Habremos tardado unos 10 minutos en encontrar al padrillo. La demora se debió a la lentitud de Richard y la mía para movernos dentro del monte. Había alcanzado a correr unos doscientos cincuenta metros antes de desplomarse. Cuando llegamos a su lado se hallaba duro sobre un charco de sangre.

Tommy nos miró como preguntando ¿suficiente con este juego ya? Acto seguido partió ofendido hacia la camioneta, a continuar con su interrumpido descanso. Después de todo era ya más de la medianoche.

El disparo había perforado los dos pulmones, arriba, un poco por detrás y arriba del codillo y salido por el lado opuesto. Mortal pero un poco alto, casi unos dos dedos debajo de la columna vertebral. Un poco más arriba y el animal hubiese quedado tieso en el lugar, pero no fue así.

Por una simple cuestión de gravedad, las regiones mejor irrigadas del pulmón son las bajas. Esto no ayudó mucho con el sangrado. El orificio de salida no era grande, lo cual me extrañó. Tan solo un poco mayor que el de entrada, como constataríamos después. La piel lo había auto sellado, algo bastante frecuente.

Como el proyectil había perforado limpiamente, no tuvimos la oportunidad de recuperarlo para evaluar su comportamiento. De todos modos no teníamos muchas dudas con respecto a su capacidad para realizar la tarea encomendada. Había dejado al jabalí tieso, como un mudo testigo de su letalidad.

Posteriormente, cuando carneamos al animal comprendimos por que la punta no expandió totalmente. Tanto al penetrar como al salir no había roto costillas, las cuales le habrían opuesto alguna resistencia haciéndolo expandir. Tampoco había tocado algún hueso grande como para iniciar la deformación y expansión.

Esto, sumado a la corta distancia de disparo, 80 metros, hizo que la punta penetrase a muy alta velocidad, lo cual ocasionó la sobre penetración. Para aquellos que prefieren este tipo de desempeño, la punta fue eficaz en un 100%. El hecho de que dejara un rastro de sangre tan escaso y que no supe encontrar se debió a dos hechos fortuitos; la altura del impacto en los pulmones y a que la sangre se acumulara por debajo de la piel.

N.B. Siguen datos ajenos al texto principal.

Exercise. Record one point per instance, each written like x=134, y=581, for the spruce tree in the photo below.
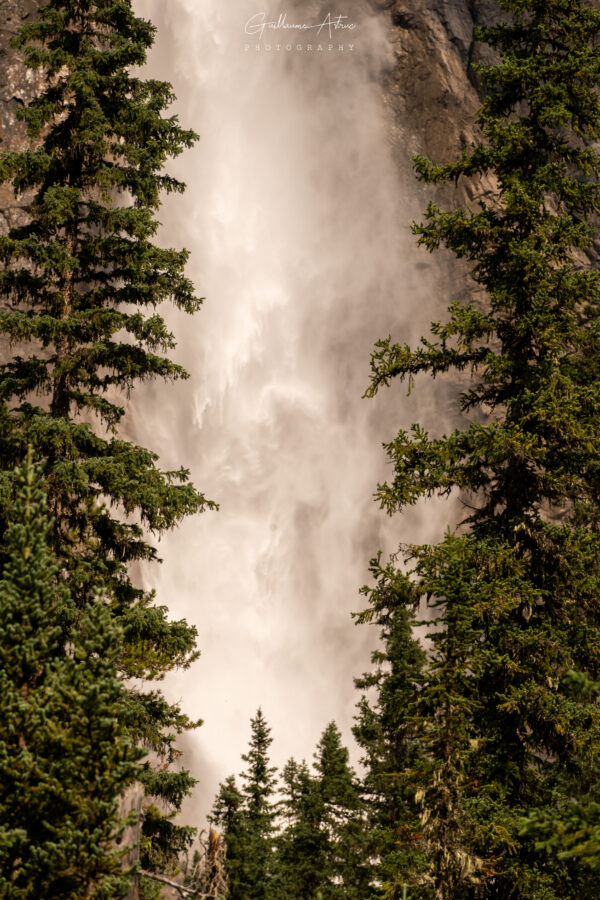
x=65, y=749
x=343, y=820
x=392, y=752
x=512, y=592
x=80, y=284
x=303, y=858
x=246, y=817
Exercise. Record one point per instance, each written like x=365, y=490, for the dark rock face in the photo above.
x=433, y=89
x=17, y=85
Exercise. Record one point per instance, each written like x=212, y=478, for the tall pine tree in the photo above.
x=65, y=749
x=392, y=751
x=513, y=593
x=80, y=284
x=246, y=817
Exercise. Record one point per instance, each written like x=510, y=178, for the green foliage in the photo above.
x=510, y=599
x=393, y=757
x=65, y=748
x=80, y=283
x=246, y=818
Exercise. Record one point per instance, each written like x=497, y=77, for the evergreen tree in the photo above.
x=80, y=283
x=227, y=814
x=384, y=730
x=343, y=820
x=246, y=817
x=65, y=750
x=513, y=594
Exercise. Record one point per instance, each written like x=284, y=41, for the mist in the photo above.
x=297, y=216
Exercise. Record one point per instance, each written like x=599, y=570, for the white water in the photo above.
x=298, y=225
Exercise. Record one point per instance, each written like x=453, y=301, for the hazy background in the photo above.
x=297, y=218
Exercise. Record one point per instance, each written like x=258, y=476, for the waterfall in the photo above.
x=297, y=217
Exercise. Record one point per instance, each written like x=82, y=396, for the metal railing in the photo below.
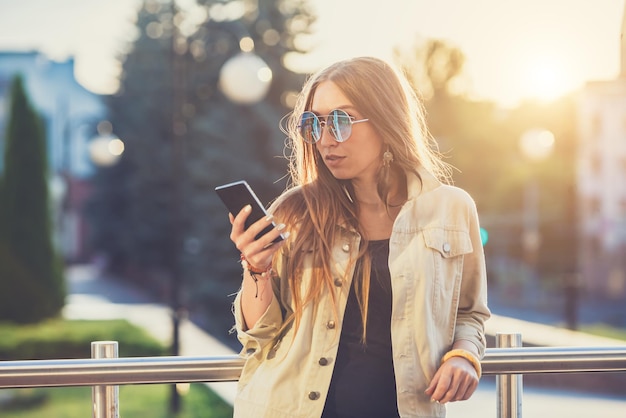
x=104, y=371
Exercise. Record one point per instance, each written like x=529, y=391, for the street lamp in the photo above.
x=105, y=149
x=244, y=79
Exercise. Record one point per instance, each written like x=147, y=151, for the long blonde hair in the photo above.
x=381, y=94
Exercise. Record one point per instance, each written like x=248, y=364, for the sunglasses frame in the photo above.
x=322, y=120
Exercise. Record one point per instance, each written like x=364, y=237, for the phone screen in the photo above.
x=239, y=194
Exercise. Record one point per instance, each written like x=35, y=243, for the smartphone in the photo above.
x=239, y=194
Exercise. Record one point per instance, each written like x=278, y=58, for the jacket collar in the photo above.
x=418, y=186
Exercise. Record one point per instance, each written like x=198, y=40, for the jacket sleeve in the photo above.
x=257, y=338
x=472, y=309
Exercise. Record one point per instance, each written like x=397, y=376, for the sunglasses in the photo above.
x=339, y=122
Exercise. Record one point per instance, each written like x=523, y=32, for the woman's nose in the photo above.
x=326, y=138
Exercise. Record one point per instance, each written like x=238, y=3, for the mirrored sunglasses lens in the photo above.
x=340, y=124
x=310, y=127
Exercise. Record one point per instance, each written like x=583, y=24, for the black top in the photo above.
x=363, y=383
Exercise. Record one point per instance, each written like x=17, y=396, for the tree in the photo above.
x=156, y=215
x=31, y=280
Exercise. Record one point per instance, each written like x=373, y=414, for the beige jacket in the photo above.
x=439, y=291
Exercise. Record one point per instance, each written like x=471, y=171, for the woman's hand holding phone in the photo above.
x=258, y=252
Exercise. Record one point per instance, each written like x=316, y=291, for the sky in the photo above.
x=514, y=49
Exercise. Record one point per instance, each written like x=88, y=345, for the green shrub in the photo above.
x=60, y=339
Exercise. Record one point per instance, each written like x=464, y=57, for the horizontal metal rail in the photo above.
x=139, y=370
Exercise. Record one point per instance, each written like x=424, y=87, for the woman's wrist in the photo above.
x=466, y=354
x=256, y=274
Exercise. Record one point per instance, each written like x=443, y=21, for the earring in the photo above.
x=387, y=158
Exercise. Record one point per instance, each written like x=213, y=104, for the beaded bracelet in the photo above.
x=466, y=355
x=255, y=273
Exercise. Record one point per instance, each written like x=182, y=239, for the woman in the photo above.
x=374, y=304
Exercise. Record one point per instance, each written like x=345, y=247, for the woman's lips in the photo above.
x=332, y=159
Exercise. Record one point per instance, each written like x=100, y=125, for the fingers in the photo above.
x=456, y=380
x=259, y=251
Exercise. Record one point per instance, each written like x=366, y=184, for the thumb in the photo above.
x=433, y=384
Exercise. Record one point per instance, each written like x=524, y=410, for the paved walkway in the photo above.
x=93, y=297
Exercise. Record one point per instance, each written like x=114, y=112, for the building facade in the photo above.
x=71, y=115
x=602, y=183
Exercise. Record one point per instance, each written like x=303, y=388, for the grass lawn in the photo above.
x=134, y=401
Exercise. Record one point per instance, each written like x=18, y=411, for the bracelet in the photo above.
x=246, y=264
x=256, y=274
x=466, y=355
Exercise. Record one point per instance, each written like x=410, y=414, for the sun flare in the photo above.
x=547, y=79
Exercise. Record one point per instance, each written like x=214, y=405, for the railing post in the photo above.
x=105, y=399
x=509, y=386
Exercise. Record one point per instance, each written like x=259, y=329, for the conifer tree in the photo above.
x=31, y=280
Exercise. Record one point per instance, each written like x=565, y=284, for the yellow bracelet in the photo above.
x=466, y=355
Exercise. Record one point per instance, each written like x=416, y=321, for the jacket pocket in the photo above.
x=447, y=247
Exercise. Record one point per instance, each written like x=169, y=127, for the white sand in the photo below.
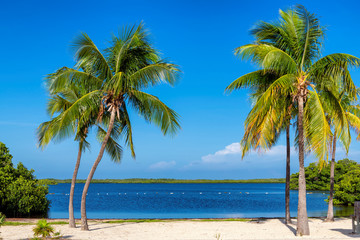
x=267, y=229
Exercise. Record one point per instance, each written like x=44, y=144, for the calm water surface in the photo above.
x=213, y=200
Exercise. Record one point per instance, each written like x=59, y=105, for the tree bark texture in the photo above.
x=302, y=219
x=84, y=224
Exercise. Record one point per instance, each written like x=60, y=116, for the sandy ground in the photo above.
x=262, y=229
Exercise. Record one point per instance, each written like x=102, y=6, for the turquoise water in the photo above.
x=215, y=200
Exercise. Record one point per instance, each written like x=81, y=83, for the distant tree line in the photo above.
x=21, y=194
x=347, y=180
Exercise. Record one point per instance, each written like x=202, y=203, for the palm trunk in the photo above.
x=84, y=225
x=72, y=189
x=302, y=219
x=330, y=215
x=287, y=184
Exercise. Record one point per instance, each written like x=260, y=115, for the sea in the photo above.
x=190, y=200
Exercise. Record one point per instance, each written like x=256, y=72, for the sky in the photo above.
x=199, y=36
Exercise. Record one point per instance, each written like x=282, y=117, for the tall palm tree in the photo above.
x=263, y=133
x=302, y=74
x=125, y=69
x=351, y=118
x=50, y=130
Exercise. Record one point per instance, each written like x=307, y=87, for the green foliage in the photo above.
x=2, y=218
x=43, y=228
x=170, y=180
x=319, y=179
x=347, y=180
x=347, y=191
x=21, y=195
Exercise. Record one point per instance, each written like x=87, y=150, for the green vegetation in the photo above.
x=43, y=229
x=347, y=191
x=173, y=220
x=166, y=180
x=294, y=81
x=346, y=178
x=319, y=179
x=115, y=80
x=21, y=194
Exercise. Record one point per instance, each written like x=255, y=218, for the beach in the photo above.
x=193, y=229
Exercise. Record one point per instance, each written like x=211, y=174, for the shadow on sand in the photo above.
x=346, y=232
x=111, y=226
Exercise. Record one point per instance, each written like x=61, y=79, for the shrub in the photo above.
x=21, y=194
x=43, y=229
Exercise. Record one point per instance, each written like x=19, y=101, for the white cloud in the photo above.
x=162, y=165
x=233, y=152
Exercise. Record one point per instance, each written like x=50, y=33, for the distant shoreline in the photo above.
x=164, y=180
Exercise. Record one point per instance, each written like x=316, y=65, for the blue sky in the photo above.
x=200, y=36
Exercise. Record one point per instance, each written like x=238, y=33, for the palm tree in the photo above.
x=43, y=228
x=124, y=69
x=350, y=117
x=300, y=35
x=263, y=133
x=50, y=130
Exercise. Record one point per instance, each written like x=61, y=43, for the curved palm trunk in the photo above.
x=72, y=189
x=302, y=219
x=330, y=215
x=84, y=225
x=287, y=184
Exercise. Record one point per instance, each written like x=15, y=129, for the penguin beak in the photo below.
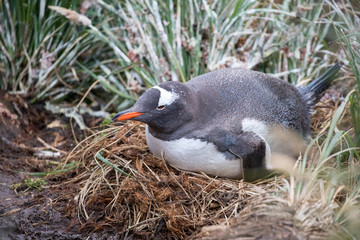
x=125, y=115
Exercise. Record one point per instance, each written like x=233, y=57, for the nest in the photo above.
x=125, y=188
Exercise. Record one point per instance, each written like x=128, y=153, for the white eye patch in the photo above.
x=166, y=97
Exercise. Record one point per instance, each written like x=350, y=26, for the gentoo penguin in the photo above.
x=220, y=123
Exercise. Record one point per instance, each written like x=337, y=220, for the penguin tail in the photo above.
x=315, y=90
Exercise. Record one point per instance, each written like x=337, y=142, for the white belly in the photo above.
x=194, y=155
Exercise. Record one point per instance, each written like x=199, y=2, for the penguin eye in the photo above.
x=161, y=107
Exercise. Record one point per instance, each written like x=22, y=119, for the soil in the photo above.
x=25, y=129
x=50, y=211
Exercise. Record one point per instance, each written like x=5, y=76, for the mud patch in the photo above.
x=26, y=130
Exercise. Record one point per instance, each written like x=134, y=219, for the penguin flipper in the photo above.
x=247, y=146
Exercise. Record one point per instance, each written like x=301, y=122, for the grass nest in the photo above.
x=126, y=188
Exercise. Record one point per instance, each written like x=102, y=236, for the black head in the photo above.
x=164, y=108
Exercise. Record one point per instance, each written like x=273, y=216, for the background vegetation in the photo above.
x=123, y=47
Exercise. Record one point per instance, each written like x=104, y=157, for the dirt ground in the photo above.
x=25, y=131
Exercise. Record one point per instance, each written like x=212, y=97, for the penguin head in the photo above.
x=164, y=108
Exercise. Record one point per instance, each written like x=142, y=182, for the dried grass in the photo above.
x=156, y=200
x=123, y=187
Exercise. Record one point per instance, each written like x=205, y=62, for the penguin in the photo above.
x=222, y=123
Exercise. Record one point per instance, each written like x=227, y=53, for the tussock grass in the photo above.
x=317, y=199
x=129, y=46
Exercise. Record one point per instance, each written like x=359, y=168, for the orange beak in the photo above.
x=126, y=115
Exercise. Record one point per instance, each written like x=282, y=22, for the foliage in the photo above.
x=133, y=45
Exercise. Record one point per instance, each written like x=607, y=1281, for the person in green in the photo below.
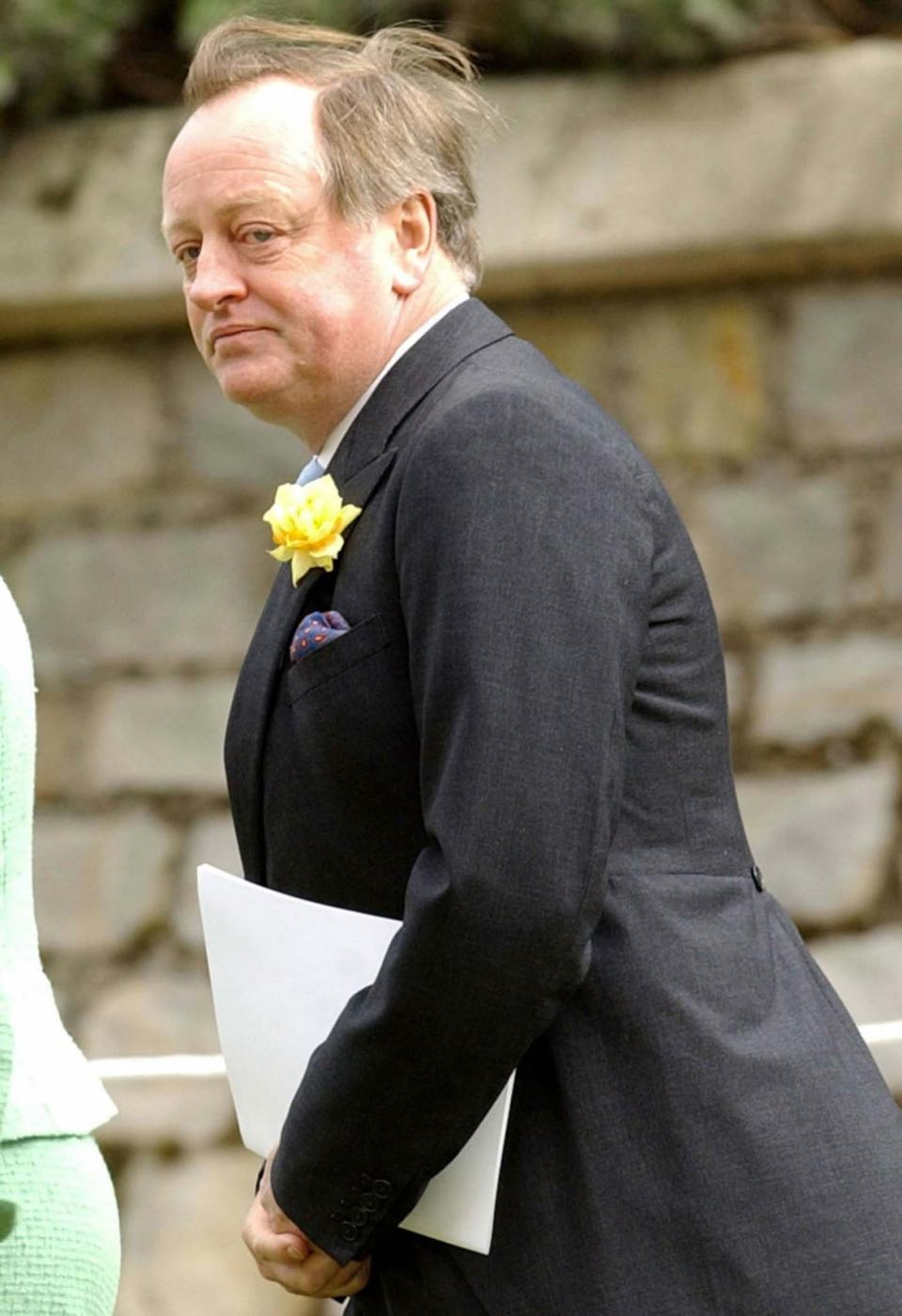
x=59, y=1247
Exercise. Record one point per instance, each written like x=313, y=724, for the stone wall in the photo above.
x=752, y=350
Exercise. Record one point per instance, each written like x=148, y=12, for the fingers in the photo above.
x=290, y=1260
x=305, y=1280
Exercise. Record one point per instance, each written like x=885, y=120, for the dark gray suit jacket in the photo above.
x=521, y=748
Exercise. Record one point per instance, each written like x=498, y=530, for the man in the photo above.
x=511, y=734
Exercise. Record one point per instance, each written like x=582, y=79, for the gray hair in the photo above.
x=397, y=114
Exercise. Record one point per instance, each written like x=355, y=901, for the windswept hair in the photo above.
x=397, y=112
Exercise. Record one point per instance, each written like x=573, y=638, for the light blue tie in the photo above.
x=311, y=472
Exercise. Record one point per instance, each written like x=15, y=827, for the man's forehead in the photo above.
x=272, y=116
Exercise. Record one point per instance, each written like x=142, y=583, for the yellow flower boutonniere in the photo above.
x=307, y=521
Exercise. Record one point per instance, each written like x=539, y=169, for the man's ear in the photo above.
x=415, y=223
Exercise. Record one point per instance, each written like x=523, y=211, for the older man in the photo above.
x=494, y=707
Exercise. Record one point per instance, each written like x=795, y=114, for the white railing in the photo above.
x=212, y=1066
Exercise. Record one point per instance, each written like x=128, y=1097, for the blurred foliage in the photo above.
x=56, y=55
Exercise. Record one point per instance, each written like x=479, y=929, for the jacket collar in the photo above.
x=364, y=458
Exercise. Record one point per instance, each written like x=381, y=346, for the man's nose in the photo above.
x=215, y=279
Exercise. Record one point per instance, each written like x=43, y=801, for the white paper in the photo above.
x=282, y=970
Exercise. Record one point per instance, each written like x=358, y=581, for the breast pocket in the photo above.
x=336, y=657
x=350, y=704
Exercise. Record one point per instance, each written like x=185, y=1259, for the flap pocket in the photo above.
x=337, y=656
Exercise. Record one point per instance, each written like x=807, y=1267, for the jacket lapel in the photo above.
x=363, y=459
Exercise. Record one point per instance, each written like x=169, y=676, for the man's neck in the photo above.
x=331, y=445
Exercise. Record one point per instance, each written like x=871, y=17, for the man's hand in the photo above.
x=285, y=1254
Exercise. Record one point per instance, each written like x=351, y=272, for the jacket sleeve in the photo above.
x=523, y=553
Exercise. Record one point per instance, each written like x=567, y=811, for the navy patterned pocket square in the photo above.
x=315, y=630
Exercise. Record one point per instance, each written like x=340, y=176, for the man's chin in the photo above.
x=252, y=391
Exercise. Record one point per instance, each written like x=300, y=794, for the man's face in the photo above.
x=291, y=307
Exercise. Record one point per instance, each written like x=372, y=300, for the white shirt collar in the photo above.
x=332, y=442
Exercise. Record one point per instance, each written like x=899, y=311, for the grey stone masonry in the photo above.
x=79, y=428
x=101, y=880
x=810, y=692
x=108, y=597
x=774, y=164
x=845, y=384
x=182, y=1246
x=773, y=548
x=210, y=840
x=866, y=973
x=160, y=1011
x=161, y=735
x=823, y=840
x=691, y=378
x=891, y=557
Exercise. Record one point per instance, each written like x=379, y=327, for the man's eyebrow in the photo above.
x=240, y=203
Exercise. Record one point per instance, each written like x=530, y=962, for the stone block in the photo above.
x=161, y=735
x=822, y=840
x=144, y=597
x=182, y=1252
x=825, y=689
x=891, y=548
x=101, y=882
x=774, y=548
x=65, y=719
x=577, y=334
x=865, y=970
x=210, y=840
x=691, y=378
x=222, y=442
x=158, y=1013
x=845, y=386
x=81, y=426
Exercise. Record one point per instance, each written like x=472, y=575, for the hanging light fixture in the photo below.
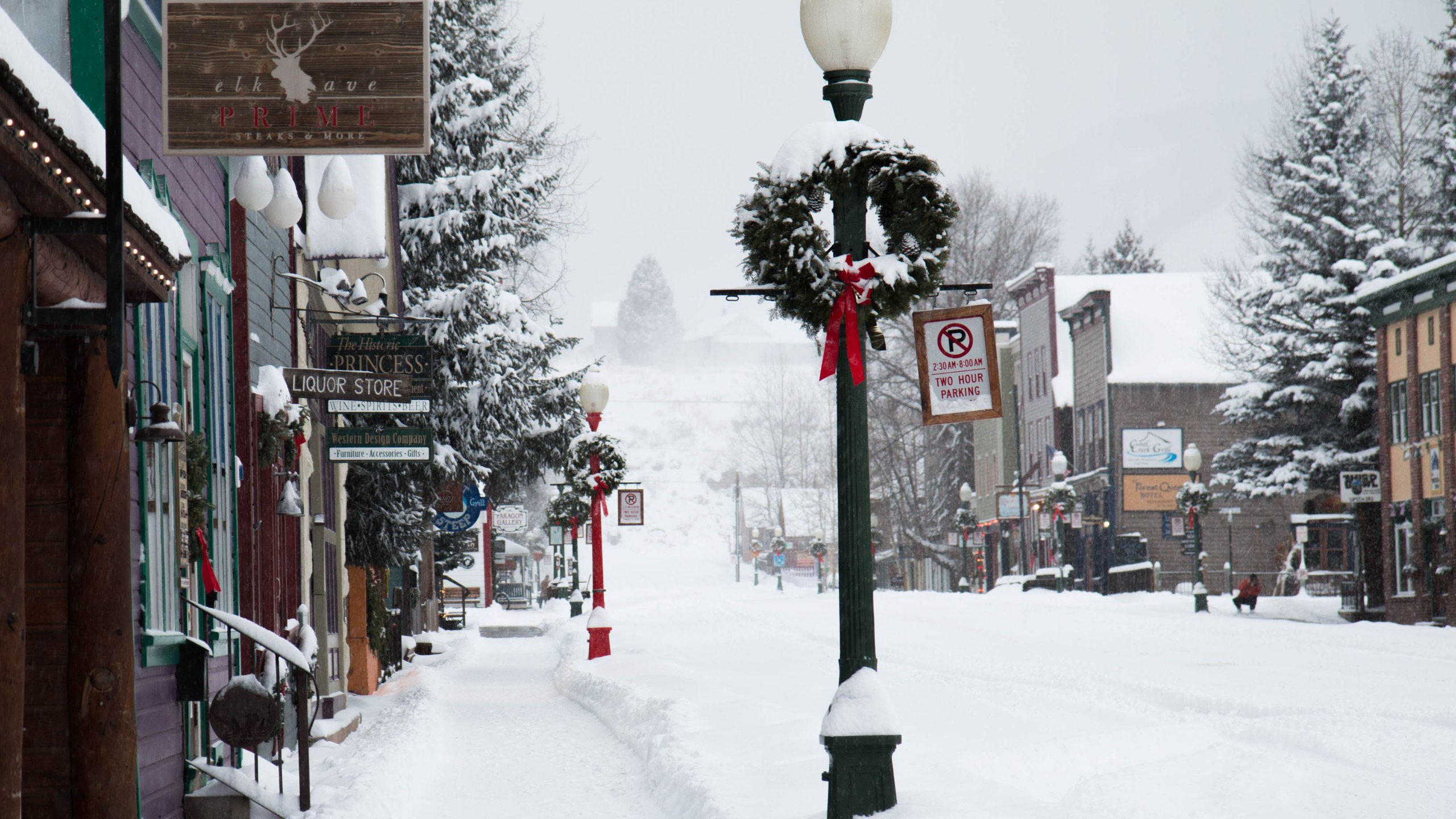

El padrillo acusó unos cien kilos y cuatro años de edad. Los colmillos son los de la foto. Como trofeo y juzgándolo solamente por sus medidas, es aceptable. En cuatro años más hubiese sido admirable. Particularmente los lomos probaron ser tiernos, cosa que tiempo después no hubiese sido el caso. Preparados con salsa de vino tinto y cebolla y servidos con arroz blanco hicieron un plato excelente.